April 21, 2010

Lessons I should have learned, Episode 4: Coroutines in C

Filed under: Lessons I should have learned,Programming — Tags: , , — Nathan @ 2:19 pm

A while ago, I read this article on coroutines in C. One of the main downfalls of this technique is that since it uses the static keyword, it makes it much harder to write recursive coroutines, and nigh-impossible to have multiple coroutines using the same function.

Examples

Let’s first look at an example of how it can work. One way of efficiently computing Fibonacci numbers in a language like Haskell is to construct an infinite list of the Fibonacci values.

fibs a b = a : fibs b (a+b)

Since Haskell is lazily evaluated, such an infinite list is fine until you attempt to compute the whole thing.
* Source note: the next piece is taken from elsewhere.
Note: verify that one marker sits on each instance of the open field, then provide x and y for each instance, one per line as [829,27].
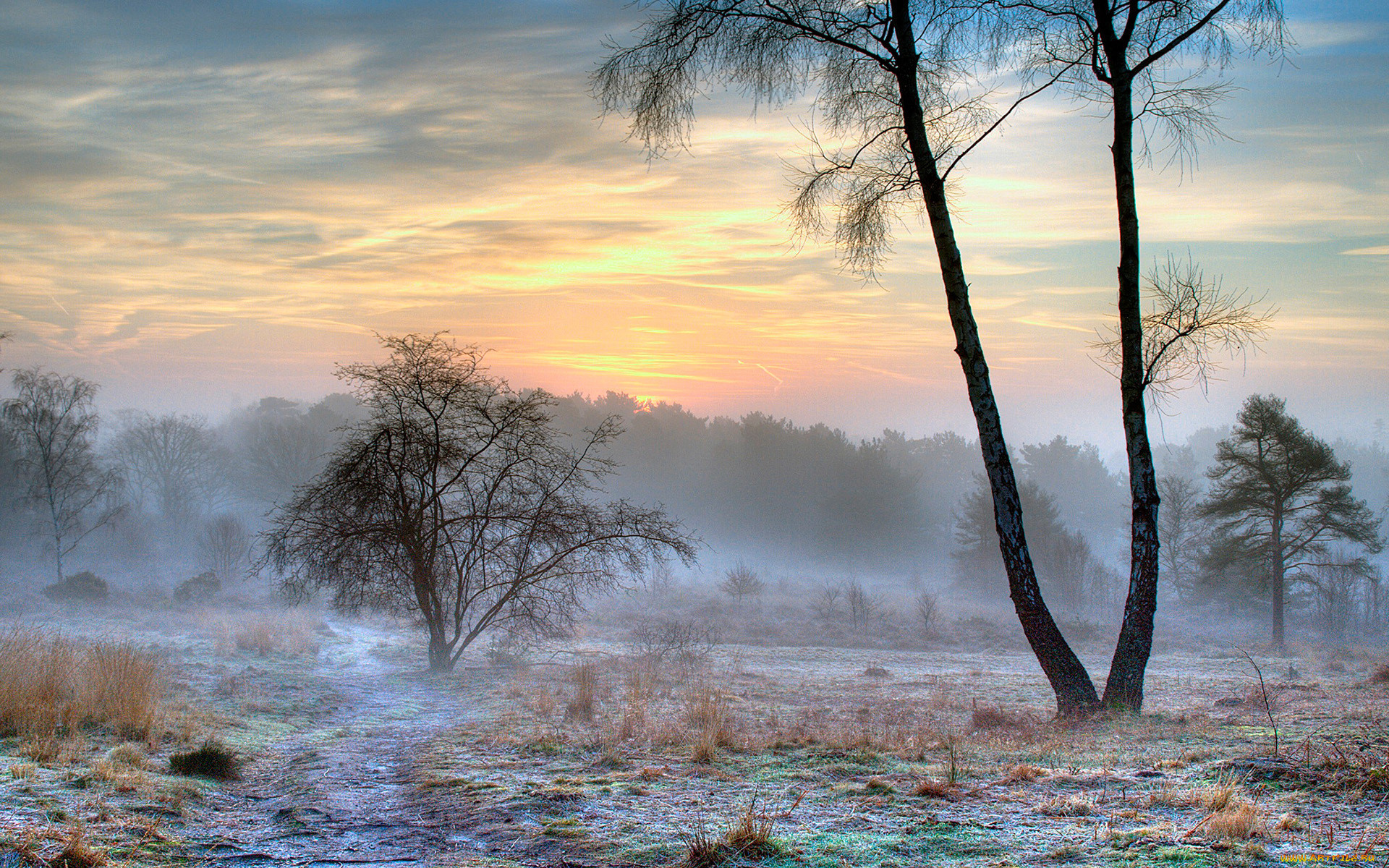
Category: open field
[776,756]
So, as long as you just say something like take 10 $ fibs 1 1 it will only compute how many you need.

One important use of Coroutines is as iterators. Consider the Haskell example from above. If we assume that we have such an infinite list of values, we may want to iterate over the list, inspecting the values as we go. The following C code achieves this using some helper macros we’ll describe below.
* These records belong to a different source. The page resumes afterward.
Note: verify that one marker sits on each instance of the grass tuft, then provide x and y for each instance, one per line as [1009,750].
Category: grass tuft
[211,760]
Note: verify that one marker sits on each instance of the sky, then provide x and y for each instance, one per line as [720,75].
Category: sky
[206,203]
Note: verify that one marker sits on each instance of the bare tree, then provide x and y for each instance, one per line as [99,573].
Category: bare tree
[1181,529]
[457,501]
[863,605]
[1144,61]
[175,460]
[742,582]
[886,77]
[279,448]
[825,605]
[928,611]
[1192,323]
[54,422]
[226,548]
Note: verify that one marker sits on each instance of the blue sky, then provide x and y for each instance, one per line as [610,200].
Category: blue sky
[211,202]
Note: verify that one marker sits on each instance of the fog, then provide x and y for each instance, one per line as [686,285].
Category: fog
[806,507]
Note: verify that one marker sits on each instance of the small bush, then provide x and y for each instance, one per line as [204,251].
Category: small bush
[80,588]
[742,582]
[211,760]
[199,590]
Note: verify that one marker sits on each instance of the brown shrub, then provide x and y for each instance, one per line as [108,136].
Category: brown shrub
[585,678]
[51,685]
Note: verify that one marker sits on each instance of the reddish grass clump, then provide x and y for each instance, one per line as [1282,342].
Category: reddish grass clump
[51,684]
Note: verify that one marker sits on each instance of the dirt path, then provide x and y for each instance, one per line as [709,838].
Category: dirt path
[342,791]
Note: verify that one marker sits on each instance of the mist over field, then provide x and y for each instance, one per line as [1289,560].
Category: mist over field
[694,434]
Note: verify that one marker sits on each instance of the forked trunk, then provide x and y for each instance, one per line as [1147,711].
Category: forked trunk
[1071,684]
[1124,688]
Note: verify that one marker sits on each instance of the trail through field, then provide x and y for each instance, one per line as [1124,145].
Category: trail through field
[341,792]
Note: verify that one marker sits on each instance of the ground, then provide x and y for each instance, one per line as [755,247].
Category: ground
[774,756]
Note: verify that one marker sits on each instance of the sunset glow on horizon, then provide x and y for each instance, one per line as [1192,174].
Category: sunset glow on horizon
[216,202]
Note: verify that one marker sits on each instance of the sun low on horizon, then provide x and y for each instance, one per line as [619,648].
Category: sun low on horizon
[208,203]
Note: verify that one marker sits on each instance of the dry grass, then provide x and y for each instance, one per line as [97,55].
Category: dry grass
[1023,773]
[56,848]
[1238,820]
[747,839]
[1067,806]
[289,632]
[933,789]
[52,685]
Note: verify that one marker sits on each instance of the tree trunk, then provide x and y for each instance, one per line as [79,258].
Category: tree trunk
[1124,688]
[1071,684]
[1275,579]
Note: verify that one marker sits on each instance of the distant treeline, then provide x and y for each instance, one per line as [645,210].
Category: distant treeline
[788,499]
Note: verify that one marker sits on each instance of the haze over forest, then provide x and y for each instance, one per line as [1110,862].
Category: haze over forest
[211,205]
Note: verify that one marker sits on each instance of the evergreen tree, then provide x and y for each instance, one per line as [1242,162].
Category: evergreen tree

int fibs(int a, int b, CoroutineState *s) {
  initializeCoroutineState(s, FibState, mystate);

  mystate->a = a;
  mystate->b = b;
  yield(s,mystate->a);
  recur (s,fibs(mystate->b, mystate->a + mystate->b, s->next));

  finalizeCoroutine(s);
  return 0;
}

Now, if we wanted to print out the first 10 of these values:

s = createCoroutineState();
for(i = 0; i < 10; i++) {
  printf("%d ", fibs(1,1,s));
}

The yield method is similar to Python's yield key word. It returns a value, but also records where the yield was called so that the next time the function is executed it can begin again from that point.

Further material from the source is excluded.